Play the PC game Elon Musk wrote as a pre-teen

Posted by in categories: alien life, Elon Musk, internet, military, space travel, sustainability

Elon Musk is obsessed with space. At age 30, he founded SpaceX. At age 41, he oversaw the first cargo mission to the International Space Station by a private company. And at age 12, as a kid living in South Africa, he made a space-themed PC game called Blastar. Now, thanks to the power of the internet, you can play that game.

Musk sold the code for Blastar for $500 to the magazine PC and Office Technology, and a reproduction of the page it appeared on was published in Ashlee Vance’s biography Elon Musk: Tesla, SpaceX, and the Quest for a Fantastic Future. From there, Tomas Lloret Llinares — a software engineer at Google — took the code and rebuilt the game to work in HTML5.
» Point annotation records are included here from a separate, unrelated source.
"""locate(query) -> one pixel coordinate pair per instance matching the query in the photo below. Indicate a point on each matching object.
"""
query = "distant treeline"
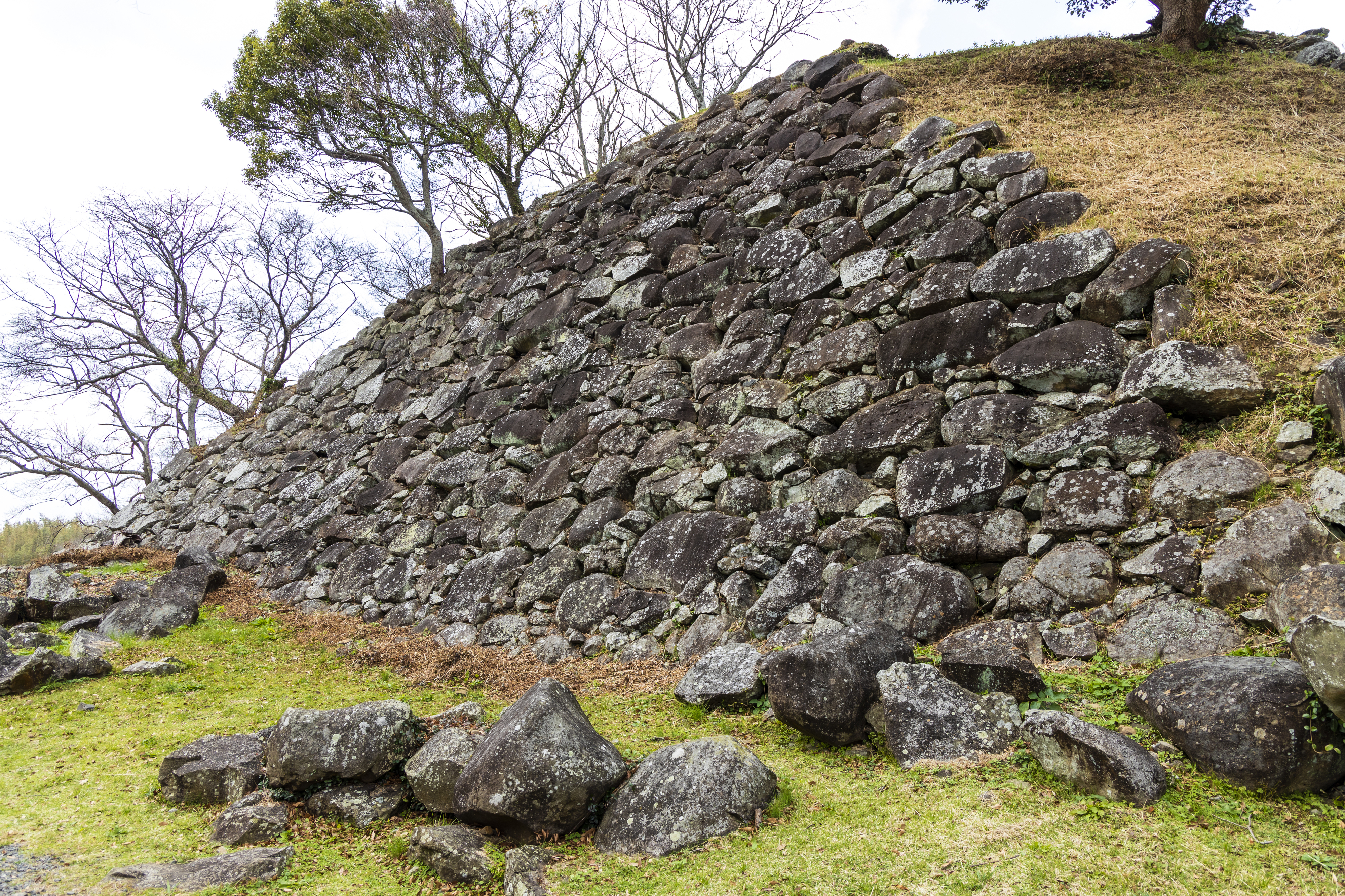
(32, 539)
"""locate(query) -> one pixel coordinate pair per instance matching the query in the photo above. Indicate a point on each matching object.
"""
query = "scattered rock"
(927, 718)
(361, 805)
(364, 743)
(432, 773)
(726, 677)
(213, 770)
(1094, 759)
(1242, 719)
(684, 796)
(263, 863)
(539, 769)
(252, 820)
(455, 852)
(825, 688)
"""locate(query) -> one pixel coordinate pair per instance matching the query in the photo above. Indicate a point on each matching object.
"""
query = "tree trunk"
(1184, 22)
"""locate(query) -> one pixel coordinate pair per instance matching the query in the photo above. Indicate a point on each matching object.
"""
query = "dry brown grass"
(1241, 157)
(153, 558)
(422, 661)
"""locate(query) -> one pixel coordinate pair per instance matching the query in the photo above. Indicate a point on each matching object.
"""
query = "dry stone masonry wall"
(797, 377)
(790, 369)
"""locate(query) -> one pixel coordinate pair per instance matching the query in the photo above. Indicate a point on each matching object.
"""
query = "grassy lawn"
(83, 785)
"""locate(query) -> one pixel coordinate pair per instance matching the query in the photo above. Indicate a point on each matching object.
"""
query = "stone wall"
(796, 365)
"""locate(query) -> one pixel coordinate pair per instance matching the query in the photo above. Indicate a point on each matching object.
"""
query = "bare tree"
(340, 104)
(527, 72)
(705, 48)
(294, 284)
(169, 315)
(72, 465)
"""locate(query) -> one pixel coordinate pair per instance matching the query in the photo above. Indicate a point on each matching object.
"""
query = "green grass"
(83, 785)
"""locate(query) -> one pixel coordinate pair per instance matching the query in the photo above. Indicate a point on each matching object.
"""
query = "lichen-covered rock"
(213, 770)
(684, 796)
(434, 770)
(1172, 629)
(1074, 356)
(46, 590)
(927, 718)
(958, 480)
(1203, 482)
(1194, 380)
(1094, 759)
(825, 688)
(252, 820)
(262, 863)
(727, 676)
(919, 599)
(1261, 551)
(1130, 432)
(1243, 719)
(539, 769)
(1317, 591)
(684, 547)
(362, 743)
(1044, 271)
(455, 852)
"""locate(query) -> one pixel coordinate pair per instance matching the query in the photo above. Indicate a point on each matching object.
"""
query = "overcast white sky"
(108, 93)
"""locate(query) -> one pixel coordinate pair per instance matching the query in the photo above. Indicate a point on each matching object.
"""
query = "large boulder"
(212, 770)
(927, 718)
(364, 743)
(1203, 482)
(1319, 644)
(1125, 288)
(969, 334)
(455, 852)
(1317, 591)
(147, 618)
(726, 677)
(251, 820)
(681, 548)
(1172, 630)
(1005, 420)
(1074, 356)
(827, 687)
(888, 427)
(958, 480)
(919, 599)
(432, 773)
(1130, 432)
(1194, 380)
(1046, 271)
(684, 796)
(263, 863)
(1094, 759)
(539, 769)
(1261, 551)
(1243, 719)
(46, 590)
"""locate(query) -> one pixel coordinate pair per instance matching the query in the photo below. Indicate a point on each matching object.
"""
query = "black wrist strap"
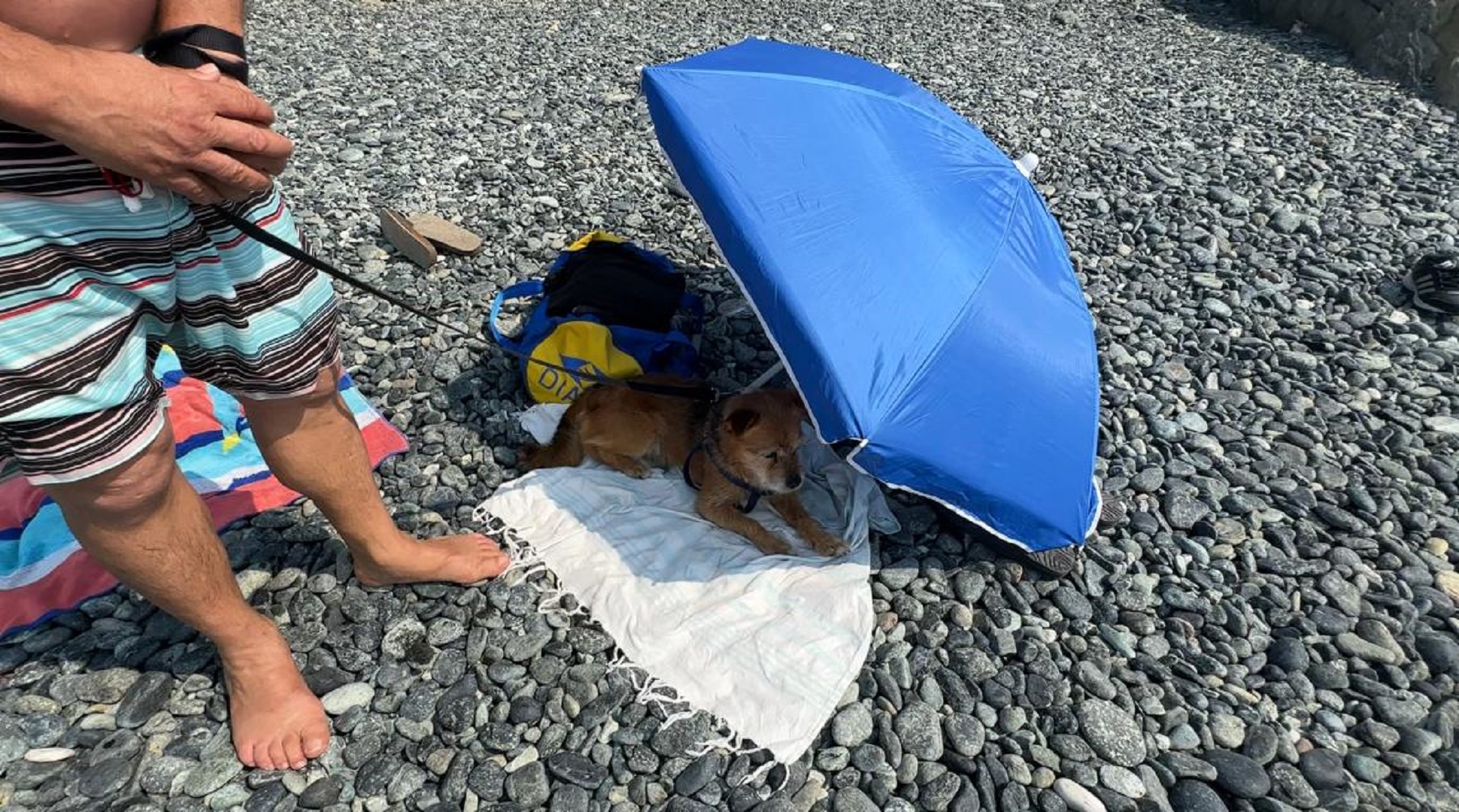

Your mission, as the game’s lonely space pilot, is to “destroy [the] alien freighter carrying deadly hydrogen bombs and status beam machines.” Blastar is mostly a mix of Space Invaders and Asteroid, though it’s much more basic. There is never more than two ships on the screen, there are few sound effects, and — like many games of its time — it really has no ending. It’s almost unimpressive; that is, until you remember that it was made by a 12-year-old in 1984.